Der getötete 42-jährige Monastyrskyj war im Jahr 2021 zum Innenminister ernannt worden. Der gelernte Anwalt saß als Abgeordneter der Partei "Diener des Volkes" von Präsident Selenskyj in der Rada, dem ukrainischen Parlament. Monastyrskyj galt als wichtige Figur der ukrainischen Regierung. Regierungschef Schmyhal sprach von einem "schweren Verlust für das Regierungskabinett und den ganzen Staat".

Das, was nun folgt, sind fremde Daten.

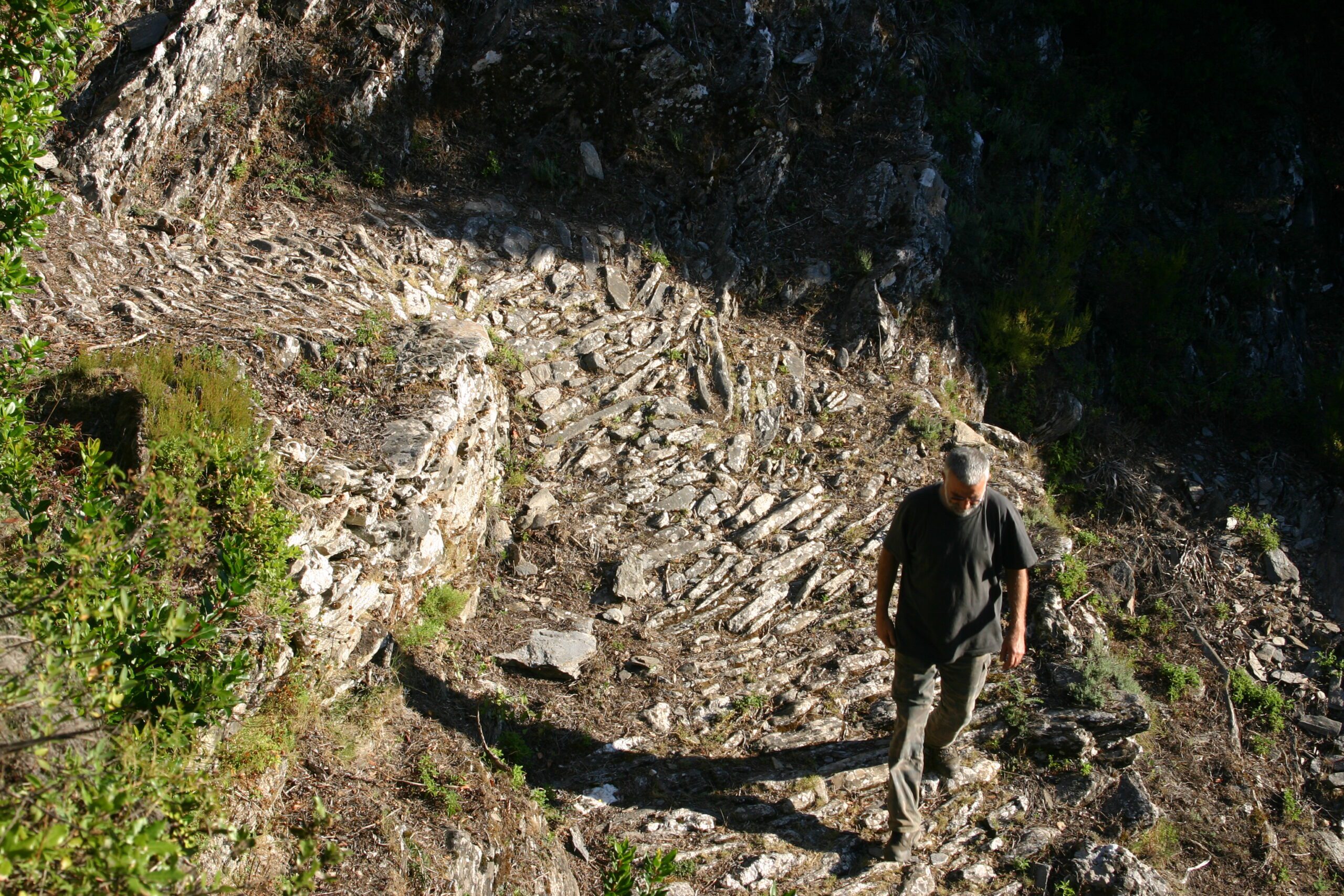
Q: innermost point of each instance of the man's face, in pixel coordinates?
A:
(963, 499)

Bundeskanzler Scholz schrieb im Kurzbotschaftendienst Twitter von einem "traurigen Tag" für die Ukraine, der erneut "den immensen Tribut" zeige, den "die Ukraine in diesem Krieg zahlt". "Unsere Gedanken sind an diesem traurigen Tag bei den Angehörigen der Opfer und den Verletzten" sowie bei Präsident Selenskyj, "der heute seinen Innenminister verloren hat", fügte Scholz hinzu. EU-Ratspräsident Charles Michel schrieb im Kurzbotschaftendienst Twitter, er trauere um Monastyrskyj. Der Innenminister sei "ein großer Freund der EU" gewesen.
Browary, der Schauplatz des Absturzes, liegt rund 20 Kilometer vom Stadtzentrum Kiews entfernt. In den ersten Tagen des am 24. Februar 2022 begonnenen russischen Angriffskrieges gegen die Ukraine hatte es in der Stadt heftige Kämpfe zwischen russischen und ukrainischen Kräften gegeben.